Turner Contemporary awarded £500,000 grant for tourism ‘treasure hunt’ project

Red Ladies at Turner Contemporary Credit Manu Palomeque

Turner Contemporary has been awarded £500,000 for a project aimed at attracting UK and European tourists to the South East.

The Arts Council England grant comes from a £3.28 million Cultural Destinations programme the new cultural tourism project.

Galleries in the South East will work together with leading artists and tourism businesses to create a unique new cultural ‘treasure hunt’ trail to tempt visitors to the region.

Jyll Bradley, Dutch Light for Agneta Block, credit Stephen White

The trail combines original new artwork commissions by internationally renowned artists, geocaching GPS technology, new bookable itineraries and an artist-led accommodation offer.

Turner Contemporary will lead the project with Visit Kent (Go To Places), which has been awarded £350,000 for the project from the UK Government’s £40 million Discover England Fund, administered by VisitEngland.

This is the first time the gallery will commission leading UK and international artists to create artworks across the whole of the South East region, with the aim to attract visitors across the ‘Creative Coast’.

Turner Contemporary will work with partners Creative Foundation, De La Warr Pavilion, Jerwood Gallery, Metal, Towner Art Gallery and Whitstable Biennale on the project.

Photo Ady Kerry

Director of Turner Contemporary Victoria Pomery OBE said:  “We’re delighted to have secured Culture Destinations funding. By truly putting arts and culture at the core of the project, we aim to create a unique, cohesive visitor offer which celebrates our distinctive coastline and significantly grows the visitor economy for the region.This ambitious project will create an experiential trail, relevant to key markets, through digital technologies and partnerships across the South East.”

Margate by John Horton

Targeted at French and Dutch tourists and UK visitors, the project will create a new digital foot, cycle and train trail through Essex, Kent and East Sussex. Along the route, visitors will be able to find the new original artworks and log treasure containers – ‘geocaches’. They will be able to book experiences in each of the destinations such as tours and artists talks, and the project will trial a new accommodation offer, allowing visitors to visit and stay in artists’ homes and studios.

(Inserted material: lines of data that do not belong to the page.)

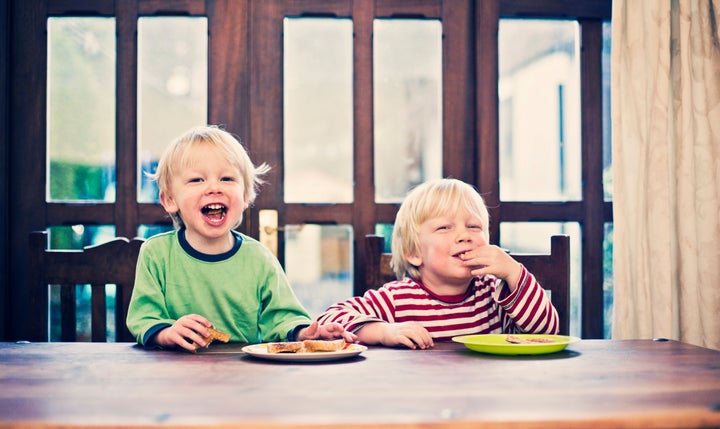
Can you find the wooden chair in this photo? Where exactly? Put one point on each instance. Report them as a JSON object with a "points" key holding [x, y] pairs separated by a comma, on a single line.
{"points": [[552, 271], [108, 263]]}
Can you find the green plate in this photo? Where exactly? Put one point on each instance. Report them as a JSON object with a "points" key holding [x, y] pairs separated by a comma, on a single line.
{"points": [[497, 344]]}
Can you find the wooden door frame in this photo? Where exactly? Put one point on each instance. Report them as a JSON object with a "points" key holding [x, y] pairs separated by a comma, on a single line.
{"points": [[266, 100]]}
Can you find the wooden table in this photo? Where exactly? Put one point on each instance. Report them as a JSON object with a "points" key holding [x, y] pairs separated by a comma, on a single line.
{"points": [[638, 384]]}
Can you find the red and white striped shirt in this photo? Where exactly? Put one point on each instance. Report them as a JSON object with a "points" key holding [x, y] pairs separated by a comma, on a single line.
{"points": [[487, 307]]}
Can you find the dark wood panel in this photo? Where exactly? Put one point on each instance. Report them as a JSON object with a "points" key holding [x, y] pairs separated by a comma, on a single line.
{"points": [[5, 167], [80, 7], [598, 9], [486, 111], [171, 7], [409, 8], [27, 141], [125, 213], [591, 42]]}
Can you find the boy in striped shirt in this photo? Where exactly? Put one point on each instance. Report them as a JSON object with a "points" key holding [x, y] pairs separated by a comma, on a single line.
{"points": [[451, 280]]}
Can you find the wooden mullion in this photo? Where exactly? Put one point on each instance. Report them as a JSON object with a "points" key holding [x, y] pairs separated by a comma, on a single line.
{"points": [[362, 216], [591, 41], [486, 110], [125, 210]]}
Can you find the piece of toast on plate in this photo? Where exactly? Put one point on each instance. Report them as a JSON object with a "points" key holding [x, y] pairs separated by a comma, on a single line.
{"points": [[307, 346]]}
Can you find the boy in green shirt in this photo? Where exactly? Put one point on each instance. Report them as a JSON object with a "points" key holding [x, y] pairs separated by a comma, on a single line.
{"points": [[204, 274]]}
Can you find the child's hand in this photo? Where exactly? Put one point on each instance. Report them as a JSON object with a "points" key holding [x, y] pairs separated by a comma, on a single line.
{"points": [[330, 331], [493, 260], [187, 332], [412, 335]]}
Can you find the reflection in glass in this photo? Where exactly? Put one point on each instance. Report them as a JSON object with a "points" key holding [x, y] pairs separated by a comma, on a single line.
{"points": [[77, 237], [81, 109], [607, 120], [539, 96], [534, 237], [608, 280], [319, 264], [172, 88], [407, 94], [318, 110]]}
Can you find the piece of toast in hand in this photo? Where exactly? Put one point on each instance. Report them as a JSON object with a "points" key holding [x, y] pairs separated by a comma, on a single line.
{"points": [[216, 335]]}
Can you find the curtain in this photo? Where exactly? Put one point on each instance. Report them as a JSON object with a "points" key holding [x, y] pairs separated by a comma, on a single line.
{"points": [[666, 169]]}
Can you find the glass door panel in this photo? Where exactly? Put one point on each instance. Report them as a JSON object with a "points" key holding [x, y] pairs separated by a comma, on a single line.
{"points": [[407, 101]]}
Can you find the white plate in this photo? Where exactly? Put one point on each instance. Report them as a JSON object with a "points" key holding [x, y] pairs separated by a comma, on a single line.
{"points": [[260, 351]]}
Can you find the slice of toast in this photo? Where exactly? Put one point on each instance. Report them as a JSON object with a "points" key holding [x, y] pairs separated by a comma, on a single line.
{"points": [[285, 347], [310, 346], [216, 335]]}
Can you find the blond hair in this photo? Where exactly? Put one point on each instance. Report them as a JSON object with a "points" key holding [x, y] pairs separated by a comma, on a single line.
{"points": [[175, 158], [426, 201]]}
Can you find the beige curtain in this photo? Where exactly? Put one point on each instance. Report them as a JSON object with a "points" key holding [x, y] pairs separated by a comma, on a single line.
{"points": [[666, 169]]}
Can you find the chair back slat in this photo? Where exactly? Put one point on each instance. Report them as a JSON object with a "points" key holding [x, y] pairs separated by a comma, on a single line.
{"points": [[98, 311], [98, 266], [552, 271], [68, 312]]}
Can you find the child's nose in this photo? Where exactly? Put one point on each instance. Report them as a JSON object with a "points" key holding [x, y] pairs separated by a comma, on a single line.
{"points": [[463, 234], [213, 186]]}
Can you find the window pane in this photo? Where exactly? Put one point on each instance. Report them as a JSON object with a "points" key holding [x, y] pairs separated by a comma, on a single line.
{"points": [[77, 237], [172, 88], [318, 110], [607, 120], [608, 279], [407, 95], [318, 263], [539, 96], [534, 237], [81, 109]]}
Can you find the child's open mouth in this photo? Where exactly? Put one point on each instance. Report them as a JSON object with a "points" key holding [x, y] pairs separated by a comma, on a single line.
{"points": [[214, 212]]}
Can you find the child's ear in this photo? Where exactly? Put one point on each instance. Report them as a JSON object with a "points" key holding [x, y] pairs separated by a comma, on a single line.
{"points": [[413, 260], [168, 203]]}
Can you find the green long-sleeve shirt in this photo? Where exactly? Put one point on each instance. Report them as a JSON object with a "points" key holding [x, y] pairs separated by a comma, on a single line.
{"points": [[243, 292]]}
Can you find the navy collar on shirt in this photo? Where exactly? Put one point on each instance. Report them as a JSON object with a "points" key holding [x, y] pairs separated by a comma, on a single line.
{"points": [[204, 256]]}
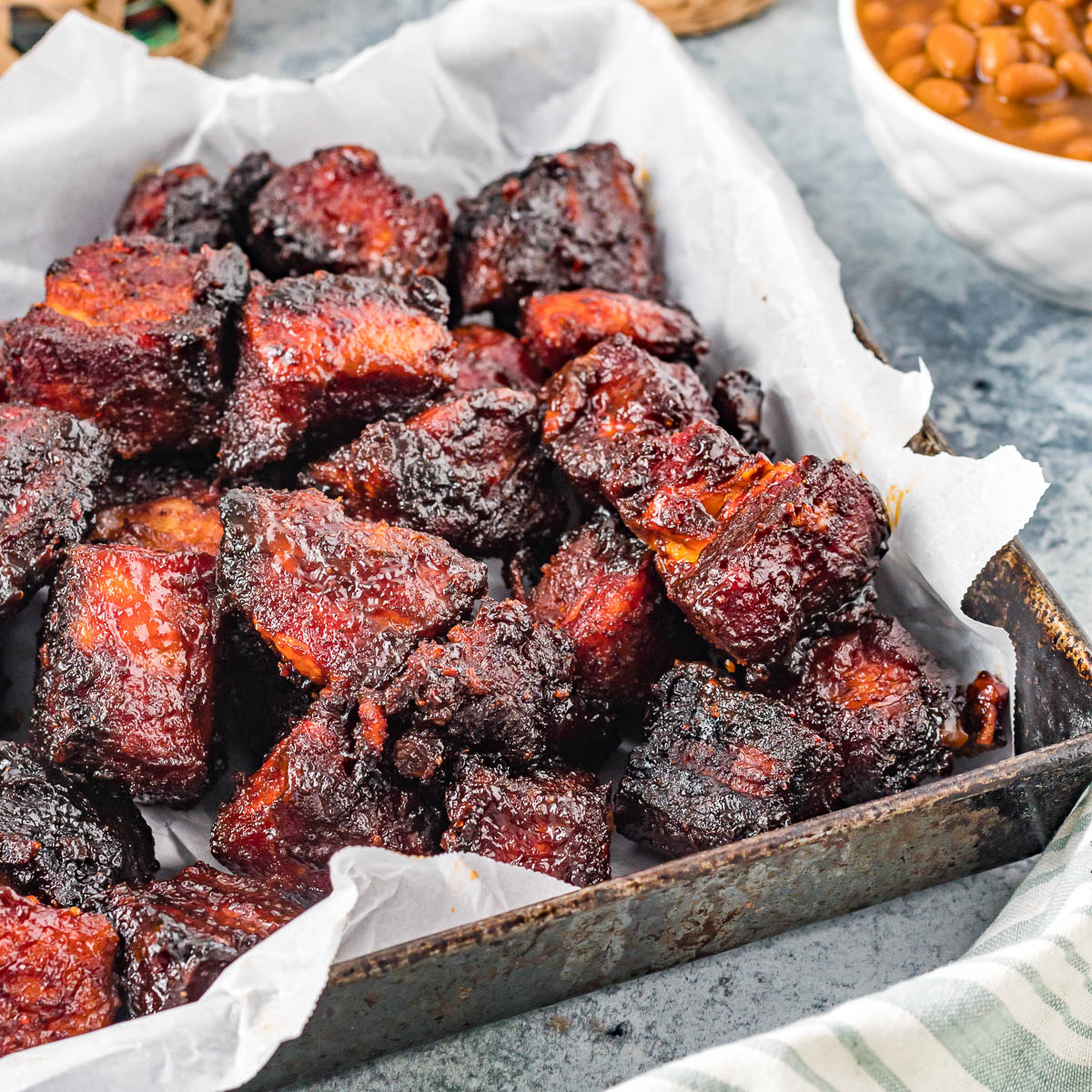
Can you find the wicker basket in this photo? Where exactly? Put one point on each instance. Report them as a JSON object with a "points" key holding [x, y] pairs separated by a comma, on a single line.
{"points": [[197, 26], [702, 16]]}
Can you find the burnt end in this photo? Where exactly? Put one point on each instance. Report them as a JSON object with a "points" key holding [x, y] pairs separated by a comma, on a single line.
{"points": [[573, 219], [126, 671], [323, 355], [558, 327], [52, 467], [738, 399], [615, 392], [602, 590], [500, 683], [554, 820], [339, 599], [178, 935], [469, 470], [316, 795], [184, 205], [187, 519], [57, 975], [136, 334], [61, 838], [339, 212], [719, 765], [885, 703], [490, 358]]}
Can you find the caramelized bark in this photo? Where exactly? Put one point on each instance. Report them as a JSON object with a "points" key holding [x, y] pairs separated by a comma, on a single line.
{"points": [[323, 355], [185, 520], [339, 599], [738, 401], [469, 470], [500, 683], [339, 211], [57, 973], [315, 795], [61, 838], [178, 935], [183, 206], [490, 358], [719, 765], [558, 327], [126, 675], [885, 703], [135, 334], [554, 820], [572, 219], [603, 591], [50, 468]]}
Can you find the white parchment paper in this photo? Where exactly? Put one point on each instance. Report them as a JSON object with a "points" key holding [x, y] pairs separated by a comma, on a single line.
{"points": [[449, 104]]}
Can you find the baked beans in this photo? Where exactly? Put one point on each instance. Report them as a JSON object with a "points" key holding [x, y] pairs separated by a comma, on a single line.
{"points": [[1018, 71]]}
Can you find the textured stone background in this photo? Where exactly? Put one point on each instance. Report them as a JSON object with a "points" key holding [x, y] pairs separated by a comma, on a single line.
{"points": [[1007, 369]]}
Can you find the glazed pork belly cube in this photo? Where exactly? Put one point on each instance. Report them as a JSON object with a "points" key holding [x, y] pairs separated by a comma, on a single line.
{"points": [[136, 334], [738, 401], [573, 219], [469, 470], [500, 683], [554, 819], [184, 205], [323, 355], [339, 211], [322, 790], [490, 358], [178, 935], [602, 590], [57, 973], [339, 599], [52, 465], [558, 327], [615, 391], [126, 671], [64, 838], [891, 710], [187, 519], [721, 764]]}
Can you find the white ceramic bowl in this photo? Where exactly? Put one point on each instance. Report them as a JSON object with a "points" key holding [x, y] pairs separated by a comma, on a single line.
{"points": [[1026, 212]]}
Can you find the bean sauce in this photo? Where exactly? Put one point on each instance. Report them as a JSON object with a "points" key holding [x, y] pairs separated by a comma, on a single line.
{"points": [[1010, 69]]}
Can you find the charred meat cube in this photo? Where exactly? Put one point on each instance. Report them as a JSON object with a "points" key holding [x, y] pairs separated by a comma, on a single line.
{"points": [[490, 358], [184, 205], [554, 820], [187, 519], [568, 221], [615, 391], [885, 703], [323, 355], [136, 336], [61, 838], [500, 683], [57, 973], [558, 327], [316, 795], [339, 599], [721, 764], [339, 211], [177, 935], [50, 469], [126, 675], [738, 401], [469, 470]]}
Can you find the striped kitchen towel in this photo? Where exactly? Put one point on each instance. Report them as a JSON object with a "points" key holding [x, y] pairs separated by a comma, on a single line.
{"points": [[1014, 1014]]}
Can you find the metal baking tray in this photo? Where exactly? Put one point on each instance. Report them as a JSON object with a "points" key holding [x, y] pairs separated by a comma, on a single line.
{"points": [[716, 900]]}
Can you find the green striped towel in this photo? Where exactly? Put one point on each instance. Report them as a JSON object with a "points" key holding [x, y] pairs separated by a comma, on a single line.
{"points": [[1014, 1015]]}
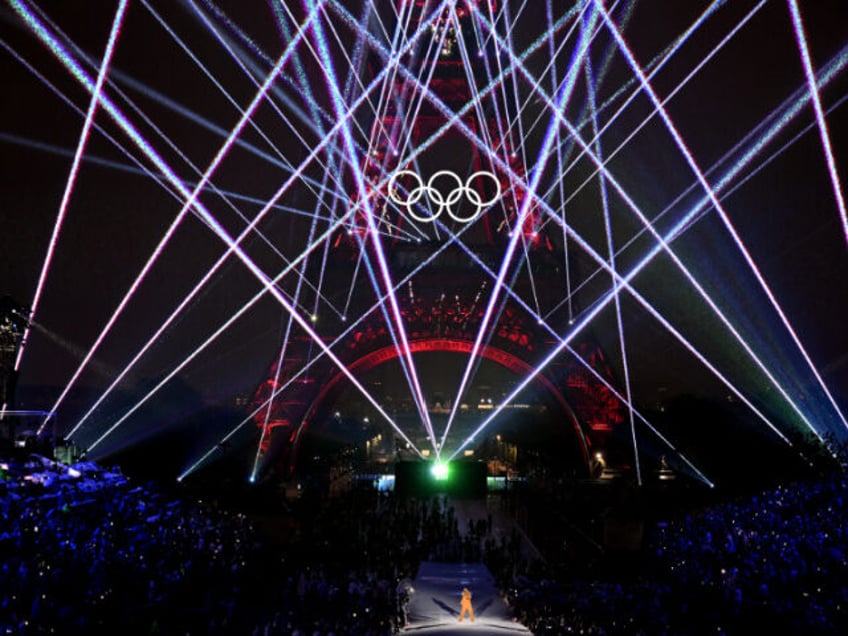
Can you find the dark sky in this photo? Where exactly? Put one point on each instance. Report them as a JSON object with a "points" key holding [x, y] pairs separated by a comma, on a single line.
{"points": [[781, 204]]}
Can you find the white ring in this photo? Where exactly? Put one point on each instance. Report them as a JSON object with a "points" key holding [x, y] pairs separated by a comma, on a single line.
{"points": [[444, 202]]}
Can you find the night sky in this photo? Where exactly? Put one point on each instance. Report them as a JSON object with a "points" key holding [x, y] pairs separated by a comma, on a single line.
{"points": [[781, 204]]}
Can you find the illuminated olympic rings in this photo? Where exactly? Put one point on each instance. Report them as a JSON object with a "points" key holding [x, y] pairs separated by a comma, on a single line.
{"points": [[443, 203]]}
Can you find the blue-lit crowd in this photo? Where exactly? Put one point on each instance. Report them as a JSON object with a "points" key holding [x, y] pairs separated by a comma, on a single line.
{"points": [[85, 550], [775, 562]]}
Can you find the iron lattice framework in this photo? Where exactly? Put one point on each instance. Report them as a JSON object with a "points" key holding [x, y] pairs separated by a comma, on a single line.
{"points": [[443, 315]]}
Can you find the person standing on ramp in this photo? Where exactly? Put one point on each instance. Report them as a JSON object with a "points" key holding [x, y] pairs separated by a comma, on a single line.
{"points": [[465, 605]]}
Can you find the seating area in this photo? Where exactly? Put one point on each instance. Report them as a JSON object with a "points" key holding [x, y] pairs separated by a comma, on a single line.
{"points": [[85, 549]]}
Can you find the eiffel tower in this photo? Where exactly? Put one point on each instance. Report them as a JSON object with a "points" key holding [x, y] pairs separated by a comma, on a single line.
{"points": [[414, 137]]}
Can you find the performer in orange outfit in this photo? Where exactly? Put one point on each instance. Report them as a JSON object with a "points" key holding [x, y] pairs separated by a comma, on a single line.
{"points": [[465, 605]]}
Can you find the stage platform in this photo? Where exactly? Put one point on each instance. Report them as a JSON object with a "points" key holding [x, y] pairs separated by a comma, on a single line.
{"points": [[434, 604]]}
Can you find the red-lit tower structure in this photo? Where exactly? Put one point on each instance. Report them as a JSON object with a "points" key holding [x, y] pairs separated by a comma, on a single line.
{"points": [[445, 302]]}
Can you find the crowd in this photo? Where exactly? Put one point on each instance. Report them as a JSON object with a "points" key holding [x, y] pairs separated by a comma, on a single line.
{"points": [[775, 562], [85, 550]]}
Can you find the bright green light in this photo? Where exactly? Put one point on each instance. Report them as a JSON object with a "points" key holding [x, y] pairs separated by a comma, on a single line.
{"points": [[440, 471]]}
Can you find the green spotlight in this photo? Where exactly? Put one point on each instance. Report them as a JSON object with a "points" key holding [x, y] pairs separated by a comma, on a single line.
{"points": [[440, 471]]}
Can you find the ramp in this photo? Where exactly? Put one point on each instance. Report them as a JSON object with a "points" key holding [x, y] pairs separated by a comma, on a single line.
{"points": [[434, 604]]}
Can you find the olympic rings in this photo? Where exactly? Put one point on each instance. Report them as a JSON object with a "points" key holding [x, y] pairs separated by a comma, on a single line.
{"points": [[443, 203]]}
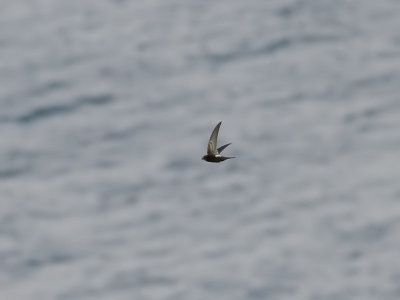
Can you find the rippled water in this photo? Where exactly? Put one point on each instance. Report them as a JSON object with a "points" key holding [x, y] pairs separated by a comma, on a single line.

The trail route will include the Thames Estuary, Whitstable, Margate, Folkestone, Hastings, Bexhill and Eastbourne, showcasing dramatic coastal scenery.

Sandra Matthews-Marsh MBE, Chief Executive Visit Kent (Go to Places) said:  “We are thrilled that we have the chance to work with our partners at Turner Contemporary to bring this exciting cultural project to life.

“More than 44% of visitors to Britain in 2016 stated ‘cultural attractions’ were their main motivator for choosing Britain as a holiday destination, and visits to museums and art galleries accounted for £889m of visitor spend that year alone. Our goal is to inspire international visitors who are interested in cultural adventures to go out and explore our coastline, and discover new art installations, stunning galleries and incredible characters and communities on the way.”

Turner Contemporary will lead on the delivery of the project’s arts content, including the new artworks, while Visit Kent (Go to Places) will lead on building and marketing the project’s tourism offer.

The project has also secured investment from the South East Local Enterprise Partnership (SELEP), East Sussex County Council and Kent County Council.


  1. I think it’s a great idea but what about the young up and coming artists in Thanet/Kent lets show this art as well .the turner is there for all not just established artists. P.S how about putting a big sign on the side of the Turner so visitors can see where it is .

  2. I am great fan of ALL forms of art and whilst this money must be great news for Turner Contemporary I think it is wishful thinking to expect visitors from the continent to visit Margate which still promotes an outdated sea front arcade culture circa 1930. Until this changes to a modern sophisticated environment of the type seen of continent then Margate et al will remain a backwater or at best a passthrough.

    • B Jones, when were you last in Margate? I’ve lived here for four years and can assure you that the sea front arcade culture, while still there, is a very small part of the culture of Margate as a whole. It’s certainly no longer a cultural backwater and already attracts many overseas visitors, thanks largely to the Turner.